Bail took his cue from her, and shifted the topic to practical considerations, things they could do right away. Contacts they could cultivate, possible locations for drop points, sources for supplies, potential safehouses, ways they could communicate securely.

That, at least, she could help with-she and Anakin hadn't spent three years secretly married without learning some creative ways to slip messages past eavesdroppers.

By the time the twins woke again a couple hours later, Padmẻ was less uneasy. Those unanswerable, uncomfortable questions about her children and her own role in events to come, were still there, but she was doing something. Even the guilt seemed a little more manageable, at least for the moment. And Yoda had a point-while she had played a part in setting the stage, Palpatine's choices, his crimes, were his own.

So, there it was. Anakin was still unconscious, her children were still in danger, and this was only the start of what would be a long, hard war, but they could do it. This rebellion they had started, in a too-white, too-sterile conference room in a hidden hospital on an isolated asteroid base; the four of them, and Anakin-they would see this through. They would make things right. Padmẻ had faith that there was light at the end of the road. She refused to give up on it.
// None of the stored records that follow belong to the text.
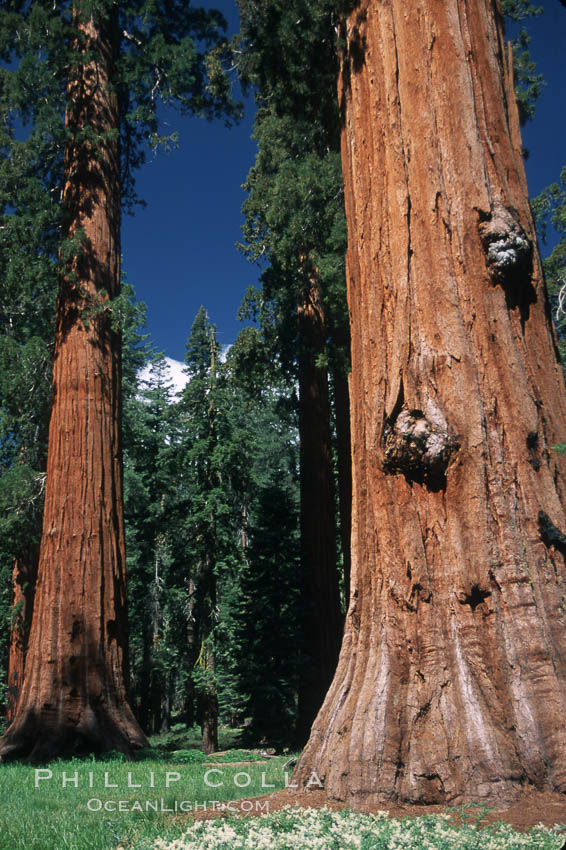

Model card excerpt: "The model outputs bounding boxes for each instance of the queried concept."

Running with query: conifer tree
[238,0,350,740]
[0,0,236,760]
[295,0,566,805]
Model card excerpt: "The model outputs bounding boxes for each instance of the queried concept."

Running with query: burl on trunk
[0,4,146,761]
[294,0,566,805]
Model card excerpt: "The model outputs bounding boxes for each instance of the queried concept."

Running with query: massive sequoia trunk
[295,0,566,805]
[297,284,342,744]
[0,4,149,761]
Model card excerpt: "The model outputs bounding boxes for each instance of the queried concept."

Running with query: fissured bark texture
[0,4,146,761]
[294,0,566,805]
[296,281,342,745]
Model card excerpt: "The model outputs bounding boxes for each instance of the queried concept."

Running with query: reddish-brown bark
[332,368,352,604]
[294,0,566,805]
[0,4,146,761]
[297,284,342,743]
Now they just had to hold together, to stay alive long enough to reach it.


Original Author's Note: Sorry for the late update-this chapter gave me a lot of trouble. It still feels a little messy, but I decided it was time to put it out there and move on, otherwise I'd keep fiddling with it for another week or two...

Anyway, here it is. Thanks so much for sticking with me through this story so far!